For hybridization to the array, we prepared RNA from MCF-7 human breast cell tumors, isolated from our athymic nude mouse xenograft model of acquired tamoxifen resistance during estrogen-stimulated, tamoxifen-sensitive, and tamoxifen-resistant growth. Principal components analysis was used to identify genes with altered expression.
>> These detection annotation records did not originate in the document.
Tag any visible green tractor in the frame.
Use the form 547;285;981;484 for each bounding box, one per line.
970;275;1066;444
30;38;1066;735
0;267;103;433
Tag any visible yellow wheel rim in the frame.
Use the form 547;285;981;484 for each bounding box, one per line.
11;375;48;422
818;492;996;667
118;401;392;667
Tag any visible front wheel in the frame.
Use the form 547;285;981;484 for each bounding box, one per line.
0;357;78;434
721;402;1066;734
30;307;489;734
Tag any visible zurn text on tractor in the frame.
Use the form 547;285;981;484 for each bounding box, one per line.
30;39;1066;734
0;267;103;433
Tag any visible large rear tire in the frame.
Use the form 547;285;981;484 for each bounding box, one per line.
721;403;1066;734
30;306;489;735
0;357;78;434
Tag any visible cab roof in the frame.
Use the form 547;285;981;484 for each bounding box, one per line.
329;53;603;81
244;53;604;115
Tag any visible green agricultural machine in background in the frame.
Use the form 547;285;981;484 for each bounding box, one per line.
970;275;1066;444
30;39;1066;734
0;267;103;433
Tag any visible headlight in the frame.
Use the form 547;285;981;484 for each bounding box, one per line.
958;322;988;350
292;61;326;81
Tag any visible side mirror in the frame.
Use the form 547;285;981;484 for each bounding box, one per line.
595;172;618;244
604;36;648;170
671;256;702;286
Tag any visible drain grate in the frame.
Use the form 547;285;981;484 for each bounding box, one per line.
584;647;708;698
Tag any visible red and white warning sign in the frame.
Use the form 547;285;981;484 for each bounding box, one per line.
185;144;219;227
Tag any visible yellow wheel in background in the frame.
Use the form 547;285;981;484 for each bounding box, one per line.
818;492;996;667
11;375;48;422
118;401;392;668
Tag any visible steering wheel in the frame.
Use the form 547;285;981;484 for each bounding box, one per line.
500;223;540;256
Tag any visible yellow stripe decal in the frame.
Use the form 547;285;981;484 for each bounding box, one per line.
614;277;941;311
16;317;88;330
Principal components analysis yielded three principal components that are interpreted as 1) the average level of gene expression, 2) the difference between estrogen-stimulated gene expression and the average of tamoxifen-sensitive and tamoxifen-resistant gene expression, and 3) the difference between tamoxifen-sensitive and tamoxifen-resistant gene expression. A bivariate (second and third principal components) 99% prediction region was used to identify outlier genes that exhibit altered expression. Two representative outlier genes, erk-2 and HSF-1 (heat shock transcription factor-1), were chosen for confirmatory study, and their predicted relative expression levels were confirmed in western blot analysis, suggesting that semiquantitative estimates are possible with array technology.
Principal components analysis provides a useful and practical method to analyze gene expression data from a cDNA array. The method can identify broad patterns of expression alteration and, based on a small simulation study, will likely provide reasonable power to detect moderate-sized alterations in clinically relevant genes.
尽管新兴的互补DNA(cDNA)阵列技术有望识别复杂的基因表达模式,但其新颖性意味着尚无成熟的标准来指导对其所产生数据的分析和解读。我们利用CLONTECH Atlas人类cDNA阵列产生的初步数据,通过研究乳腺癌获得性他莫昔芬耐药发展过程中的基因表达变化,开发了一种对这些数据进行统计分析的实用方法。
为了与阵列杂交,我们从MCF-7人乳腺细胞肿瘤中制备RNA,这些肿瘤是从我们的无胸腺裸鼠异种移植模型中分离出来的,该模型处于雌激素刺激、他莫昔芬敏感和他莫昔芬耐药生长阶段。主成分分析用于识别表达发生改变的基因。
主成分分析产生了三个主成分,可解释为:1)基因表达的平均水平;2)雌激素刺激的基因表达与他莫昔芬敏感和他莫昔芬耐药基因表达平均值之间的差异;3)他莫昔芬敏感和他莫昔芬耐药基因表达之间的差异。使用双变量(第二和第三主成分)99%预测区域来识别表达发生改变的异常基因。选择两个代表性的异常基因erk-2和HSF-1(热休克转录因子-1)进行验证性研究,其预测的相对表达水平在蛋白质印迹分析中得到证实,这表明利用阵列技术进行半定量估计是可行的。
主成分分析为分析来自cDNA阵列的基因表达数据提供了一种有用且实用的方法。该方法可以识别广泛的表达改变模式,并且基于一项小型模拟研究,可能具有合理的能力来检测临床相关基因的中等大小改变。